É impossível o país resistir ao sempre renovado acordo de elites que impede um sistema eficiente e generalizado de educação pública, que não se envergonha de estimular um modelo de segurança pública fincado no assassinato de pobres (entre eles, policiais), que se orgulha de passar a boiada em florestas, que não se constrange em renovar ataques sistemáticos ao dinheiro público. O domínio de partes do território nacional por organizações criminosas, algo que só ocorre com a leniência ou cumplicidade do Estado, é outra evidência do caos.

Os casos que têm vindo à tona de desvios de dinheiro de emendas parlamentares tendem a se multiplicar caso a Polícia Federal, o Ministério Público e a Justiça tenham coragem e disposição para esmiuçar uma roubalheira aparentemente generalizada. Tudo indica haver uma sem-vergonhice institucionalizada, que, com o tempo, transformou as emendas num dos principais caminhos de desvio de dinheiro público, principal razão de ser de muitos dos protagonistas da política.

O mandato de Jair Bolsonaro teve ao menos a qualidade de mostrar a cara destrutiva e sem fantasias de um Brasil violento, grosseiro, inculto, orgulhoso de sua ignorância, que se refugia nos discursos patriótico e religioso para esconder o tamanho de seus ataques ao país. 

Mas são evidentes em praticamente todos os governos — municipais, estaduais e federal — os sinais da caricatura representada pelo bolsonarismo. Disposto a tudo para se manter no poder, o então presidente permitiu o orçamento secreto, que escancarou o mecanismo das emendas parlamentares.

Mas as concessões indevidas à Câmara e ao Senado vêm de longe, vale lembrar o que Fernando Henrique Cardoso fez para conseguir o direito à reeleição, o mensalão petista, a admissão de emendas obrigatórias por Dilma Rousseff, o tem que manter isso de Michel Temer. 

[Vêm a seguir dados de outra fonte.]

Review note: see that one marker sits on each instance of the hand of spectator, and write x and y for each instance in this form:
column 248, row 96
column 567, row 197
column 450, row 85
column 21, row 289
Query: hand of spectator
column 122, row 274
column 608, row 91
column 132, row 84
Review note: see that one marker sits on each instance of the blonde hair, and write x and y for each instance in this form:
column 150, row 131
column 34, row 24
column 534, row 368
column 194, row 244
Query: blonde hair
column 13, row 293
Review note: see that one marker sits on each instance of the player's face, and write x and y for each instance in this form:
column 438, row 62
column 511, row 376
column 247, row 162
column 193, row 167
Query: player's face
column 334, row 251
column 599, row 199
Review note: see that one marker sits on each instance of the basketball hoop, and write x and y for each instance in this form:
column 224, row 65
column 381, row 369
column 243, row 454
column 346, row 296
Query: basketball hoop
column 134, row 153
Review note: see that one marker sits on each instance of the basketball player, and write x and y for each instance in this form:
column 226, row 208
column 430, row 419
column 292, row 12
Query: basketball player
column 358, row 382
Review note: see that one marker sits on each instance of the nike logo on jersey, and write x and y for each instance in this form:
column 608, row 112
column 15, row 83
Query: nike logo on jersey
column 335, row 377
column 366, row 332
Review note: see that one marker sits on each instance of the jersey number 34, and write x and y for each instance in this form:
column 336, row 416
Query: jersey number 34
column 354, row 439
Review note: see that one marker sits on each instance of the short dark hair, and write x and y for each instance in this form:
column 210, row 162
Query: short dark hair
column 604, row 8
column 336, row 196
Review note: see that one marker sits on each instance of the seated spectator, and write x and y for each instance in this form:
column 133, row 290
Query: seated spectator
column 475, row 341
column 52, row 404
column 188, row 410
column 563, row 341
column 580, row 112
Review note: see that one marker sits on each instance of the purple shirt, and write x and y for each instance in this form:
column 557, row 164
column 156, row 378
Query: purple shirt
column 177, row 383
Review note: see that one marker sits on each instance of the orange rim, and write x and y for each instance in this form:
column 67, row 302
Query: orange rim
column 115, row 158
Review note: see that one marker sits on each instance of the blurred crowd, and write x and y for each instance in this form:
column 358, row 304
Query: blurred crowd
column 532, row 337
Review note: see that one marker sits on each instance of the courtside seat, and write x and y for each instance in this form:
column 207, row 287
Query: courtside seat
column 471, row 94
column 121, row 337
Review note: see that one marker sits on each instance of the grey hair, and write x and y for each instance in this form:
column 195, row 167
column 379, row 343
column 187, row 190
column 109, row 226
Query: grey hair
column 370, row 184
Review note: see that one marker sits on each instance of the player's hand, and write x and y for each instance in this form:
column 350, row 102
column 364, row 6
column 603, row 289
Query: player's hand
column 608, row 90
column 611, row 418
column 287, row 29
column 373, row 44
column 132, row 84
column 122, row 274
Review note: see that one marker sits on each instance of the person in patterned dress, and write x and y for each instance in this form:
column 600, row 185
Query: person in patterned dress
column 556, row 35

Qualquer prefeito, governador e presidente tem que fazer concessões indevidas ao universo político. Isso, quando não comanda os próprios esquemas. Acordos com a oposição tendem a não ser programáticos, costumam ser feitos para viabilizar malfeitos em troca de votos no Legislativo.

Não ter pra ter um país em que asfalto se esfarela nos dedos, que pontes caem por falta de manutenção, que crianças tomam balas na cabeça. em que a maioria da população vive e trabalha de maneira indigna. As péssimas instalações do prédio que pegou fogo demonstram o tamanho do descaso com trabalhadores que, ironicamente, preparavam a nossa maior e bela festa. Nossas fantasias viraram cinzas — e isso é literal.

Como a história não para e sempre dá um jeito de se renovar e de se recriar, talvez a queima e o desabamento do país abram caminhos para um futuro melhor. Mas não nos iludamos, vai ser duro e muito cruel.